The bulletproof vests used by law enforcement officials can be appropriately termed as “Bullet-resistant” vests instead of bulletproof vests since they are not completely threat proof. The bullets released from handgun calibers such as 0.357 SIG or 9 mm guns travel at a very high velocity which the vests cannot withstand. These vests are mostly made of ceramic or steel plates backed with para-aramids such as kevlar, spectra, and dyneema. Kevlar is an organic fiber from an aromatic polyamide family. Kevlar has a unique molecular structure that distinguishes it from other polyamide families.
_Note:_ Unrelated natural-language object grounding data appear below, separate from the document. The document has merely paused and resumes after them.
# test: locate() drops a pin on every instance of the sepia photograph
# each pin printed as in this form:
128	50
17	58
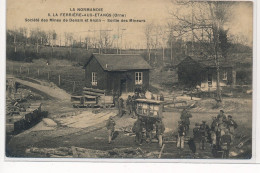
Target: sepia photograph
121	79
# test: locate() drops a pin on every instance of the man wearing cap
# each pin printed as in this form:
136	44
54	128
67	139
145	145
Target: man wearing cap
134	104
181	135
221	116
137	129
231	125
225	143
185	117
121	107
110	128
204	129
129	105
196	135
160	128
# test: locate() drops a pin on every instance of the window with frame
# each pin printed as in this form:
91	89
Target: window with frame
138	78
225	75
94	79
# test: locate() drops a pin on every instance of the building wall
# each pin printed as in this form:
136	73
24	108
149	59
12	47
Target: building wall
114	80
94	66
205	84
111	81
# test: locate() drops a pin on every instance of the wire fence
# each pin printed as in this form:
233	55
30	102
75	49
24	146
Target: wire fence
71	81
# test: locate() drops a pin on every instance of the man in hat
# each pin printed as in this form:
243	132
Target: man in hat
181	135
221	116
110	128
121	107
138	129
134	104
129	105
204	130
160	128
231	125
196	135
225	143
185	118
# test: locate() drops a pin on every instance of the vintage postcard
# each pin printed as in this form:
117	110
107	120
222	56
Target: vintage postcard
129	79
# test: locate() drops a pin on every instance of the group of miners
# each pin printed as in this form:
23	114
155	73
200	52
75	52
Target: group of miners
129	106
219	134
144	127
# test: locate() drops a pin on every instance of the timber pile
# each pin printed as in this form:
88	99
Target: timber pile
24	120
92	98
77	152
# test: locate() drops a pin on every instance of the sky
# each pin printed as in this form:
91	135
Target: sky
152	11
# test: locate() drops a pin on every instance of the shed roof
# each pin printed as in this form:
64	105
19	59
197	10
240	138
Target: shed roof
206	62
120	62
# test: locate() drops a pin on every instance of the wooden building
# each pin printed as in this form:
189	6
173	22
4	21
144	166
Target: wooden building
196	71
117	72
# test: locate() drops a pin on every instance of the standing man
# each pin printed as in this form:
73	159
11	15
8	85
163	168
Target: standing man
196	135
149	129
185	118
225	142
110	128
129	105
160	128
181	135
137	129
134	104
231	125
221	116
120	107
204	130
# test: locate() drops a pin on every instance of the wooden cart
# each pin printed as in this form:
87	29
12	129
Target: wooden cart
150	111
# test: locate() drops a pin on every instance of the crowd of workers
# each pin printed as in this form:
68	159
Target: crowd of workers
219	135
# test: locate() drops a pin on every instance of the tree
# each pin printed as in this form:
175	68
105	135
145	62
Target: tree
200	20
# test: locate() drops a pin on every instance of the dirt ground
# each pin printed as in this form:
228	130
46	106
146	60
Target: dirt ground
80	127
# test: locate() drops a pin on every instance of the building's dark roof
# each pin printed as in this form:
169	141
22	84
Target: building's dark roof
206	62
120	62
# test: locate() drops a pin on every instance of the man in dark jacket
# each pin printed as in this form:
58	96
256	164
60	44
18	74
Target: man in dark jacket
204	131
160	128
221	116
137	129
129	105
121	107
225	142
149	123
134	104
181	135
197	135
231	125
185	118
110	128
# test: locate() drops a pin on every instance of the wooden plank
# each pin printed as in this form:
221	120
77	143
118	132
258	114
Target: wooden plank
94	90
92	93
90	97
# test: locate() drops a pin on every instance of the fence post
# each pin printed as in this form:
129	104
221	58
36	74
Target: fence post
74	86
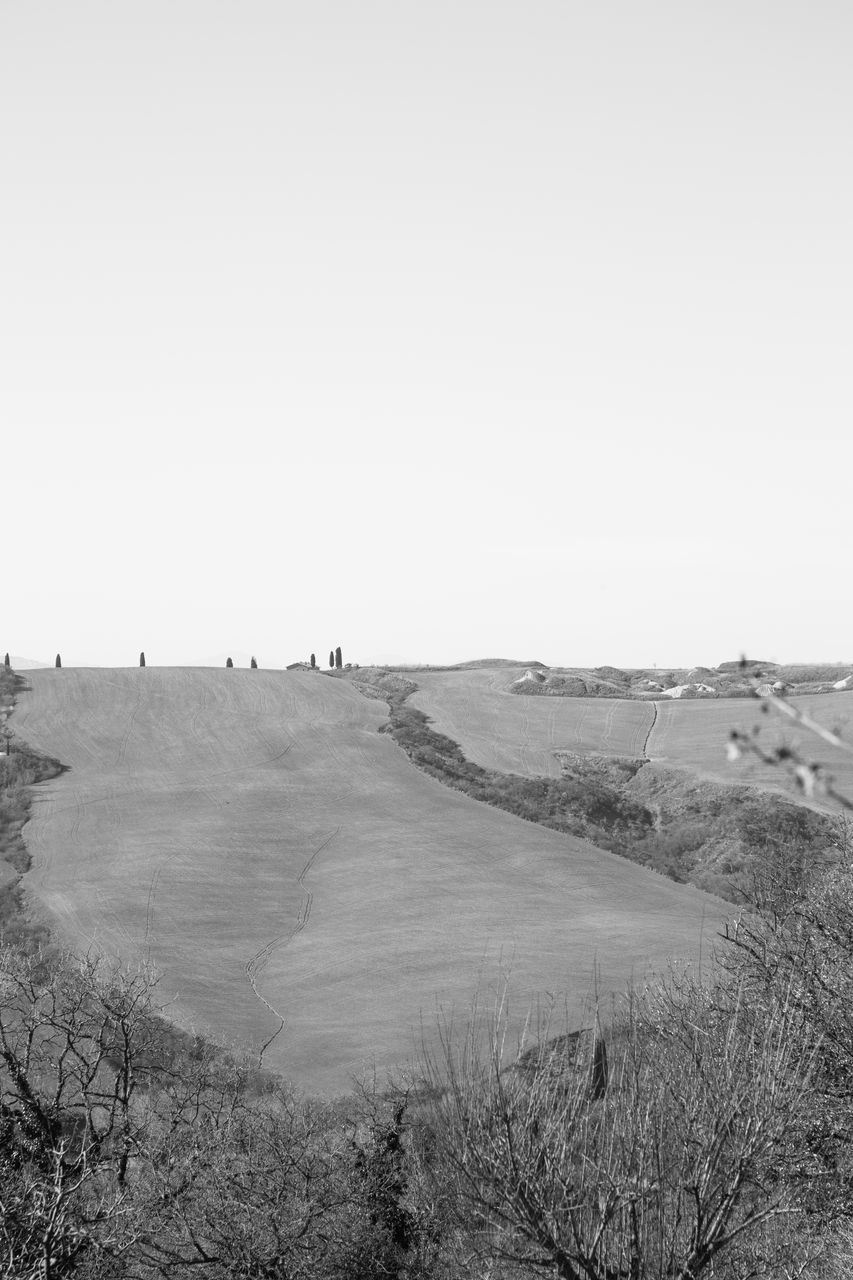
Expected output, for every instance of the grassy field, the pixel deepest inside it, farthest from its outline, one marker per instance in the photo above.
(273, 853)
(694, 735)
(520, 735)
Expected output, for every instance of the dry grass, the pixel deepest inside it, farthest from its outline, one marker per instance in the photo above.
(520, 735)
(254, 824)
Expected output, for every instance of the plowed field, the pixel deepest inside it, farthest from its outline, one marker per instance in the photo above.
(273, 853)
(518, 734)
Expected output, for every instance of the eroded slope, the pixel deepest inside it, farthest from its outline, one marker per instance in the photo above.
(274, 854)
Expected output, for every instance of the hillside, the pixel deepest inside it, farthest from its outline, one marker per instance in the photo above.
(521, 735)
(254, 827)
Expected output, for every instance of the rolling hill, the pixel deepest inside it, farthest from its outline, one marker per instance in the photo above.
(519, 735)
(273, 854)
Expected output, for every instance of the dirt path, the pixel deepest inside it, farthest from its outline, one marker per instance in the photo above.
(279, 860)
(648, 736)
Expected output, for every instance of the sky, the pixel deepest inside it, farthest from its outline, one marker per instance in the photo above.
(434, 330)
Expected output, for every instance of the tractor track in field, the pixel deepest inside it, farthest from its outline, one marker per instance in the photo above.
(651, 730)
(256, 964)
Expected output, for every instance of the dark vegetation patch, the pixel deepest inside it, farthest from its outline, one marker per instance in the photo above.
(729, 680)
(720, 839)
(19, 769)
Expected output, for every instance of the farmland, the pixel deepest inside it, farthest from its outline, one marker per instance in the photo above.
(519, 735)
(274, 855)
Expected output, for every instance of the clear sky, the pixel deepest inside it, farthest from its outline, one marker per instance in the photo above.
(436, 330)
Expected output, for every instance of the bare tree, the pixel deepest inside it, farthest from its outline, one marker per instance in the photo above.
(666, 1170)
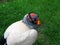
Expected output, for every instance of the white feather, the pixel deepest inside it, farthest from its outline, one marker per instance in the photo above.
(20, 34)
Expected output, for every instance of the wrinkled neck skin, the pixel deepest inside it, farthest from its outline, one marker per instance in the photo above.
(30, 25)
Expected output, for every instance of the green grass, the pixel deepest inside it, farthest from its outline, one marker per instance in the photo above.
(49, 14)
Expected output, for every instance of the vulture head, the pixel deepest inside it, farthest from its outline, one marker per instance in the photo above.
(31, 20)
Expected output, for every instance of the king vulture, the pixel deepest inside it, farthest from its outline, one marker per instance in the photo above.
(22, 32)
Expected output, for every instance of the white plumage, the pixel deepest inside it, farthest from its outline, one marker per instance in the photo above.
(19, 33)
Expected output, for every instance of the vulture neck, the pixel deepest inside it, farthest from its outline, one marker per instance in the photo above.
(30, 25)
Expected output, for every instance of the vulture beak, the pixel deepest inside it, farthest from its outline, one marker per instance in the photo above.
(38, 22)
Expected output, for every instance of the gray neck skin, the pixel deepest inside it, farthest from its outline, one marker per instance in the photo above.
(30, 25)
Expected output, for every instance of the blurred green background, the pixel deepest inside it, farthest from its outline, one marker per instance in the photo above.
(48, 11)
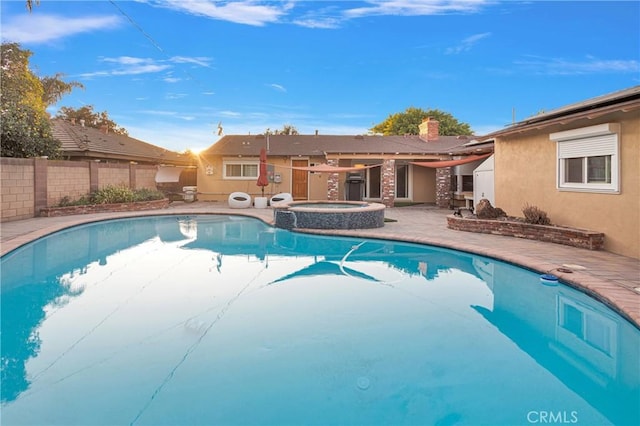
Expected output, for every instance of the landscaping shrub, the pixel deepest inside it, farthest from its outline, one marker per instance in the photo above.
(113, 195)
(535, 216)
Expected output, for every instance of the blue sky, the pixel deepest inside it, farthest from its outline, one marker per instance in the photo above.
(169, 71)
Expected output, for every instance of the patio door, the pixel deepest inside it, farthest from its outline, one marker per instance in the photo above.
(300, 180)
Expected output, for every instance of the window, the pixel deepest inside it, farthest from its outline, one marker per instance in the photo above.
(467, 183)
(588, 158)
(247, 170)
(402, 181)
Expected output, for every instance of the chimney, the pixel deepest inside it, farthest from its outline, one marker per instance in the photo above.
(429, 129)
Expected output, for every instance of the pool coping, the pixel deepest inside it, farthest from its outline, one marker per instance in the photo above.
(623, 299)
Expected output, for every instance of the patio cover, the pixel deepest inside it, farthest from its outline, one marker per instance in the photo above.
(168, 174)
(326, 168)
(449, 163)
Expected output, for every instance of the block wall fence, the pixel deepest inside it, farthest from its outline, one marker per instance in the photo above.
(31, 184)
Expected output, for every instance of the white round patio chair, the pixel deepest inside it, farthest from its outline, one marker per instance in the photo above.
(283, 197)
(239, 200)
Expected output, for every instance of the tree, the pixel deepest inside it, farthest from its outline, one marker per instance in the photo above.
(407, 122)
(287, 129)
(25, 127)
(90, 118)
(55, 88)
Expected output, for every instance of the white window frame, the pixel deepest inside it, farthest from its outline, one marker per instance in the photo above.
(593, 141)
(242, 163)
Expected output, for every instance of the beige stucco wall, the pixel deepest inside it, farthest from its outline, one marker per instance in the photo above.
(424, 184)
(525, 172)
(214, 188)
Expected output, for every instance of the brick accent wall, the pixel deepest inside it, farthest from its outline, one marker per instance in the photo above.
(443, 187)
(333, 183)
(17, 196)
(554, 234)
(389, 182)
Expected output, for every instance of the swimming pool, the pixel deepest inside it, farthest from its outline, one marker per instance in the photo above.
(225, 320)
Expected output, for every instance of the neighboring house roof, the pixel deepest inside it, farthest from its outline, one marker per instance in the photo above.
(325, 145)
(88, 142)
(623, 100)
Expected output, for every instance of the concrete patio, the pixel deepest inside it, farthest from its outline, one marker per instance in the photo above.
(611, 278)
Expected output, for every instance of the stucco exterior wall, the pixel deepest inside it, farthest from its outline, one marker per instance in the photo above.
(424, 184)
(215, 188)
(525, 172)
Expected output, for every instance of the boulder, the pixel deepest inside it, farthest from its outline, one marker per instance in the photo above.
(484, 210)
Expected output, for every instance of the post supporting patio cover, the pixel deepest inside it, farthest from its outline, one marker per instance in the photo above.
(449, 163)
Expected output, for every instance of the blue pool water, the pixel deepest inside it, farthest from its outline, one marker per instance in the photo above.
(222, 320)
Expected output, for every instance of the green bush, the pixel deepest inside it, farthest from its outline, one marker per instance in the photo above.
(534, 215)
(113, 195)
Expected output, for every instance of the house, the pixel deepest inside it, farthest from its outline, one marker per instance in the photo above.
(80, 142)
(385, 169)
(579, 163)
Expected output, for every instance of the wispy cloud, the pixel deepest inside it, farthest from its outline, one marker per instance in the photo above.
(278, 87)
(590, 65)
(198, 60)
(248, 12)
(129, 65)
(416, 7)
(466, 44)
(42, 28)
(260, 13)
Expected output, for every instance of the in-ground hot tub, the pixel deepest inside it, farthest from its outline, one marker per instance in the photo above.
(329, 215)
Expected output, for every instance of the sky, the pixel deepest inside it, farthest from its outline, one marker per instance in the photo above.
(171, 71)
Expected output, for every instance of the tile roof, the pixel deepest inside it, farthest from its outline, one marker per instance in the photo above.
(322, 145)
(87, 142)
(622, 100)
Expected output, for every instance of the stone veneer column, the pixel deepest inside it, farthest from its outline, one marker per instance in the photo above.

The para-aramid structure gives kevlar an optimum combination of high tensile strength, high modulus, resilience, thermal stability, and toughness [1]. Different varieties of Kevlar are produced to be used in different applications. Kevlar-29 has been the most widely used material in bulletproof vests for ballistic protection. Despite its strength and resilience kevlar has its disadvantages such as poor compression strength, which makes it less reliable for ballistic protection. Although kevlar fibers are strong and have high tensile strength its ability to cope with the force of compression is poor [2]. Also, the inclusion of these plates significantly increases the weight of the jackets. Graphene, on the other hand, is a two-dimensional allotrope of carbon atoms arranged in a hexagonal lattice structure [3]. It is found to be the strongest material ever found yet weighs much less than a paper [4]. In this work, graphene nanoparticles are inserted as laminates in-between the kevlar fiber layers and dynamic ballistic impact analysis is done on this reinforced material. The equivalent stresses, total deformation, maximum principal stress and directional velocity of the vests and bullet are investigated and the results show a significant increase in the ballistic performance of vests reinforced with graphene laminates.